We are not aware of any other action. As you already know, the garnishee order was set aside by an order of the High Court with which ZIMRA consented. The penalty of $47 million that was included in the amount was set aside by the High Court while the capital amount of $15 million is the subject of an appeal that is pending before the Fiscal Appeal Court. Other operators imported base stations in exactly the same manner as we did. No issues have been raised with them. This selective misapplication of the law is being challenged through the Courts.

There have been allegations that Econet overstates prices on imports from its Mauritius company. What is Econet’s stance on this issue?

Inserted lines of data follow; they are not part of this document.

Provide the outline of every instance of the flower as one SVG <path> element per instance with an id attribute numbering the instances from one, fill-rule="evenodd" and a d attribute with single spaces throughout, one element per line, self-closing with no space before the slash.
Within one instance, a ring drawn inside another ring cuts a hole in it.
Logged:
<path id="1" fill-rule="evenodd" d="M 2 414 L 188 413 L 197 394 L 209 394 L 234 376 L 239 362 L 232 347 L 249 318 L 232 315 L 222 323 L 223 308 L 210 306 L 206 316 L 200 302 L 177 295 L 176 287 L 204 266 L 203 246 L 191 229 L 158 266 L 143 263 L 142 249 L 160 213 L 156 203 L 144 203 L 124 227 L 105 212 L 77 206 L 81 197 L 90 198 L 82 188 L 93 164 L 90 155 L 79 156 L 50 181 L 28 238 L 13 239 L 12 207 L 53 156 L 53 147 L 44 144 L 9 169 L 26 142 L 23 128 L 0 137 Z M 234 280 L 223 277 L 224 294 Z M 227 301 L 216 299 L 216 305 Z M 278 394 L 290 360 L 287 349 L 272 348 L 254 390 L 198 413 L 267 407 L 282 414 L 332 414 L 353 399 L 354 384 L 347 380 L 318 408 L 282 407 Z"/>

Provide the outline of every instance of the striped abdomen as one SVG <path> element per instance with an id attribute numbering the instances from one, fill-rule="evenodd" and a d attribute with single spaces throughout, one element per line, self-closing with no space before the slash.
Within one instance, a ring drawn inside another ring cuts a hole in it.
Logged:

This is false. The Mauritius procurement arm of the group extended three years credit to the Zimbabwe Company. It accepted payment partly in shares and partly cash. The price to the Zimbabwe Company included finance charges covering the three year period which were equivalent to 18% per annum of the cost of the equipment. The finance charges were quite low compared to the rate of between 24.7% to 44.7% per annum (as per the Monetary Policy Statement issued on 28 July 2010) at which the company would have borrowed locally at the time. It should be mentioned that there was no capacity among local banks to extend credit to the company of that magnitude and for that tenor at the time.

Are any of the contents of the audit report that’s cited available to the public? If so may you please share them?

We have not had sight of this audit report. All we know about it is what has been reported by the Herald, and the questions we have been asked by the authorities that we have answered satisfactorily.